Sweet Candied Peanut Treats


  • 3 cups white granulated sugar
  • 1 ½ cups water
  • 6 cups raw peanuts
  • 1 tablespoon vanilla extract
  • 1 tablespoon ground cinnamon


  1. Preheat oven to 300 degrees. Spray a baking sheet or baking pan with baking spray and set aside.
  2. In a large saucepan, add sugar and water and heat over medium heat until sugar has melted, and you no longer see any sugar granules.
  3. Add peanuts, vanilla, and cinnamon.
  4. Continue to cook, stirring frequently until peanuts are sugar crusted and no liquid remains on the bottom of the pan when you stir.
  5. Remove from heat and place onto prepared baking sheet. Spread peanuts out into as even of a layer as possible.
  6. Place in a preheated oven. Bake for 30 minutes, stirring at least once. Remove from oven and stir to make sure there are no peanuts stuck to the pan. Set aside to cool.
  7. Once completely cooled, store in airtight containers or baggies.

Boiled Peanut Hummus

(It does take a bit to shell a bunch of boiled peanuts)

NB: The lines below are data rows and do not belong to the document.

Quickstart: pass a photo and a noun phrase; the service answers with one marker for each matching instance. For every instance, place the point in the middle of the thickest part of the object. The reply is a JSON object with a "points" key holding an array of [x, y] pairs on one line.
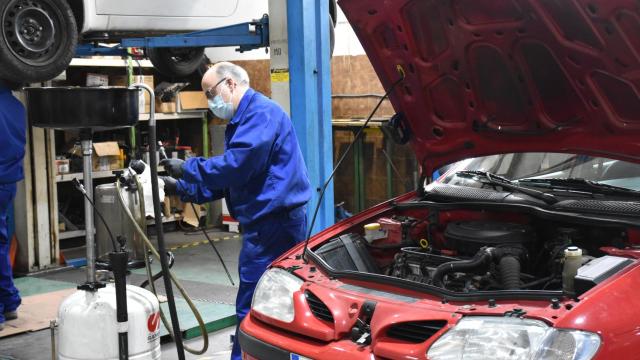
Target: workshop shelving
{"points": [[43, 190]]}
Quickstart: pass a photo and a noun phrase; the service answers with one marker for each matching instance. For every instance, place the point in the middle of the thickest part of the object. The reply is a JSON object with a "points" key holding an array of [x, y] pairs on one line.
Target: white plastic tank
{"points": [[88, 329]]}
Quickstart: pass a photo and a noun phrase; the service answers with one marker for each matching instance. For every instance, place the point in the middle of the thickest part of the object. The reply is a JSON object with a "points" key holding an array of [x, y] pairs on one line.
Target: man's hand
{"points": [[170, 185], [173, 167]]}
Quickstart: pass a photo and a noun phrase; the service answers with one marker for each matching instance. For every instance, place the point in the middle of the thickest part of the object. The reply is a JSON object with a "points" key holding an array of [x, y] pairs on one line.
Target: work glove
{"points": [[173, 167], [170, 185]]}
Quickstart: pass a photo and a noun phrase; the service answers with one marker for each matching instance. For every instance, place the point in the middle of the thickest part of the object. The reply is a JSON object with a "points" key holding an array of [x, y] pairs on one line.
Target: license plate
{"points": [[293, 356]]}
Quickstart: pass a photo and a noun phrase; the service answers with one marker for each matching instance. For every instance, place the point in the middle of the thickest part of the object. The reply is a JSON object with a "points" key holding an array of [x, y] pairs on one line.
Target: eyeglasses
{"points": [[209, 92]]}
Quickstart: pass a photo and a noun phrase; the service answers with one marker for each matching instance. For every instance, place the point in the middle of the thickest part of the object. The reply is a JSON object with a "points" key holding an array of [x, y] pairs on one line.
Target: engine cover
{"points": [[467, 237]]}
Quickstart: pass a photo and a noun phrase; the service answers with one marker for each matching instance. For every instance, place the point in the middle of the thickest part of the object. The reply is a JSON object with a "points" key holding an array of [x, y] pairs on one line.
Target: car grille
{"points": [[318, 308], [415, 331]]}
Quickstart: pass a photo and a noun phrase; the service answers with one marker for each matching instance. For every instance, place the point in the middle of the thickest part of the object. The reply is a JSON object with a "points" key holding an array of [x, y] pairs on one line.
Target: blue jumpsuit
{"points": [[13, 128], [263, 178]]}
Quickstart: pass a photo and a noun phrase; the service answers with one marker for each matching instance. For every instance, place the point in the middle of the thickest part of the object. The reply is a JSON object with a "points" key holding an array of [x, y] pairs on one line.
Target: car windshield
{"points": [[521, 166]]}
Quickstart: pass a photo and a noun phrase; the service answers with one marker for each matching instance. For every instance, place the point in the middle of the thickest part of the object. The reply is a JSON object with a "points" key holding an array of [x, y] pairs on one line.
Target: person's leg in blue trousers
{"points": [[9, 296], [260, 246]]}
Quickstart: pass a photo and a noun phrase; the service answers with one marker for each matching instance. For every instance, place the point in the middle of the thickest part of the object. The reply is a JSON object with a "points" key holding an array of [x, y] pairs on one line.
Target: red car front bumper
{"points": [[264, 342]]}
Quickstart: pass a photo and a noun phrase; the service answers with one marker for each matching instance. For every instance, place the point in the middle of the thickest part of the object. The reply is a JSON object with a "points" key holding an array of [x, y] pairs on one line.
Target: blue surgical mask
{"points": [[221, 109]]}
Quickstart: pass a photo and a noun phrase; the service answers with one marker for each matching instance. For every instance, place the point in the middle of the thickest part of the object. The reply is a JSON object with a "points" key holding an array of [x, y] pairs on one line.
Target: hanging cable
{"points": [[344, 155]]}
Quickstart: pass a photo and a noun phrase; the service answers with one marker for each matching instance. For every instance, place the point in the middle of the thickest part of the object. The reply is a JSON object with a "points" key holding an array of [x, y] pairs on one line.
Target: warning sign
{"points": [[279, 75]]}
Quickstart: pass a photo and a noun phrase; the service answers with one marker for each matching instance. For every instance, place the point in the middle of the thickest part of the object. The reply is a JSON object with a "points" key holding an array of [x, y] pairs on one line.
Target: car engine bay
{"points": [[464, 251]]}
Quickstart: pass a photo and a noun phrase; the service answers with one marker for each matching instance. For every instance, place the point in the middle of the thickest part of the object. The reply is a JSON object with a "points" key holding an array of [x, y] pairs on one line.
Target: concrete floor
{"points": [[198, 269]]}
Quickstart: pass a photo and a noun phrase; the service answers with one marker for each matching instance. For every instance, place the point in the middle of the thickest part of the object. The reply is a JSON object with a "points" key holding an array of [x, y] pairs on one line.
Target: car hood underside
{"points": [[483, 77]]}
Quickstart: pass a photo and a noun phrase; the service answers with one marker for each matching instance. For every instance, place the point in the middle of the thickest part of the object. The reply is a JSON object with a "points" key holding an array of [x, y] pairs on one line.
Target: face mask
{"points": [[220, 108]]}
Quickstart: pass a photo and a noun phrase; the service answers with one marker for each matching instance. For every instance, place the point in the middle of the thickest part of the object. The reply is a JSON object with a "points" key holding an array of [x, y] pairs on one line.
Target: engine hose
{"points": [[480, 260], [148, 245], [510, 272]]}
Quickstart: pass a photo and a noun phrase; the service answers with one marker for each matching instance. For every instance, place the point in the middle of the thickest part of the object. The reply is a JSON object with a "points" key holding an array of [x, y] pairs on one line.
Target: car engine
{"points": [[475, 255]]}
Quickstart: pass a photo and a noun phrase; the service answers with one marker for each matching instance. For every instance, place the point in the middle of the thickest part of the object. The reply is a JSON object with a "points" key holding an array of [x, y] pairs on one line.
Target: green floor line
{"points": [[212, 326]]}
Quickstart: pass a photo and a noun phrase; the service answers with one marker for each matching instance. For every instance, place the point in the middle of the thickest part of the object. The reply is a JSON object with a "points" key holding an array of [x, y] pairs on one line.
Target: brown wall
{"points": [[350, 75]]}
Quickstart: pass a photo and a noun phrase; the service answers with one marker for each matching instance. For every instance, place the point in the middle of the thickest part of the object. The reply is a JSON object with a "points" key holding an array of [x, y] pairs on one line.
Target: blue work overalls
{"points": [[13, 130], [263, 178]]}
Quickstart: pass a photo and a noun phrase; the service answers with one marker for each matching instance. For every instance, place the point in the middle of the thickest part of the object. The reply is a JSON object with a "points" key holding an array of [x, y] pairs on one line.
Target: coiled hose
{"points": [[148, 245], [510, 272]]}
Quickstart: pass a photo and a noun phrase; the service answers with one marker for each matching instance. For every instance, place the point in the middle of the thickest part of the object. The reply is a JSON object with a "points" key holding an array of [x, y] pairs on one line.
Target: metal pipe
{"points": [[153, 160], [87, 151], [52, 328]]}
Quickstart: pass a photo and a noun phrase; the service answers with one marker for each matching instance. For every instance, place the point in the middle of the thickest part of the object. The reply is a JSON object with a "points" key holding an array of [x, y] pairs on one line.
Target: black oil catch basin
{"points": [[99, 108]]}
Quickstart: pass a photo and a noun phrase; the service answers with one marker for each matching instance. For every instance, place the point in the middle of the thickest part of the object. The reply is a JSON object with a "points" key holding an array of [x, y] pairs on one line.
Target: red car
{"points": [[528, 246]]}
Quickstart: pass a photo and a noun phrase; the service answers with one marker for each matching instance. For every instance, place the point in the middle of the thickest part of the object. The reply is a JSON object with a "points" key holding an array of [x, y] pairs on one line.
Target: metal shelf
{"points": [[108, 62], [172, 218], [71, 234], [96, 175], [175, 116]]}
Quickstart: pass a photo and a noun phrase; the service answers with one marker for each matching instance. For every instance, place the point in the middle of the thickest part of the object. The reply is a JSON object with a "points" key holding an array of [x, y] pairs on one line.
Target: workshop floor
{"points": [[198, 269]]}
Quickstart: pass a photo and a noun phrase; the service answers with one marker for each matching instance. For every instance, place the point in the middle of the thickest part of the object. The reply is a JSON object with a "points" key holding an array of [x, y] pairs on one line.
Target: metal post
{"points": [[310, 95], [157, 212], [87, 152]]}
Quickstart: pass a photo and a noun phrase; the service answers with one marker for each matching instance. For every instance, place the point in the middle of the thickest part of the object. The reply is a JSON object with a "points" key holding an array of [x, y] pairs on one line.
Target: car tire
{"points": [[38, 39], [176, 62]]}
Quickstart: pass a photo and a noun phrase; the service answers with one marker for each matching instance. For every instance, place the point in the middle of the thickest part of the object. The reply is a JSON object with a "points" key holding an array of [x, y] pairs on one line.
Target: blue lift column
{"points": [[310, 96]]}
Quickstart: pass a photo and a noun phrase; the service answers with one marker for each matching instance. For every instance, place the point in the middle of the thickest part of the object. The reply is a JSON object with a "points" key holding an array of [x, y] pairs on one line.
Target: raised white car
{"points": [[38, 38]]}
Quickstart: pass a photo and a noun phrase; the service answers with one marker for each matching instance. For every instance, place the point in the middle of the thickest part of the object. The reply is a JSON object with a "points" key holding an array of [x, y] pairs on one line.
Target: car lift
{"points": [[300, 75], [300, 78], [248, 36]]}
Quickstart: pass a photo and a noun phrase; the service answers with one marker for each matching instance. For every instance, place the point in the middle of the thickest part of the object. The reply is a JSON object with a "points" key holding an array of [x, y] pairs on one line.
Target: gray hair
{"points": [[230, 70]]}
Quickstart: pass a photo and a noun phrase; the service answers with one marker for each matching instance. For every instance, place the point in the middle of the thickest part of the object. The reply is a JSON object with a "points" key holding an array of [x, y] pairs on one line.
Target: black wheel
{"points": [[176, 62], [38, 39]]}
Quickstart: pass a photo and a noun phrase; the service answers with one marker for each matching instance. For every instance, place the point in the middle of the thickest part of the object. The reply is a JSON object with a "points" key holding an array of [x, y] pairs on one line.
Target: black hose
{"points": [[480, 260], [173, 312], [510, 272]]}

  • 1 cup shelled boiled peanuts
  • ¼ cup water
  • 2 tablespoons chopped fresh cilantro
  • 2 tablespoons fresh lime juice
  • 2 tablespoons olive oil
  • 2 tablespoons creamy peanut butter
  • 1½ teaspoons hot sauce
  • 1 teaspoon minced fresh garlic
  • ¼ teaspoon ground cumin
  • Olive oil
  • Pepper
  • Garnish: fresh cilantro sprigs


  1. Process peanuts, water, cilantro, lime juice, 2 Tbsp. olive oil, peanut butter, hot sauce, garlic, and cumin in a food processor until smooth. Sprinkle with pepper.
  2. Serve with any fresh vegetables or crackers. Garnish with fresh cilantro sprigs.

Boiled Peanut Salad


  • I cup shelled boiled peanuts
  • 2 small cucumber, peeled and cubed
  • 1 medium tomato, finely chopped
  • 2 tablespoons mint finely chopped
  • 2 tablespoons coriander leaves, finely chopped
  • Juice of half a lemon
  • ¼ teaspoon red chili pepper
  • 1 teaspoon of chaat masala or curry powder
  • Salt to taste


  1. Chop all of the vegetables, removing any skins, seeds, or stems.
  2. In a large mixing bowl, add all the ingredients and toss well until all ingredients are mixed and well-seasoned.
  3. Set aside for 15 minutes or refrigerate for 30 minutes to allow the flavors to blend prior serving. Enjoy!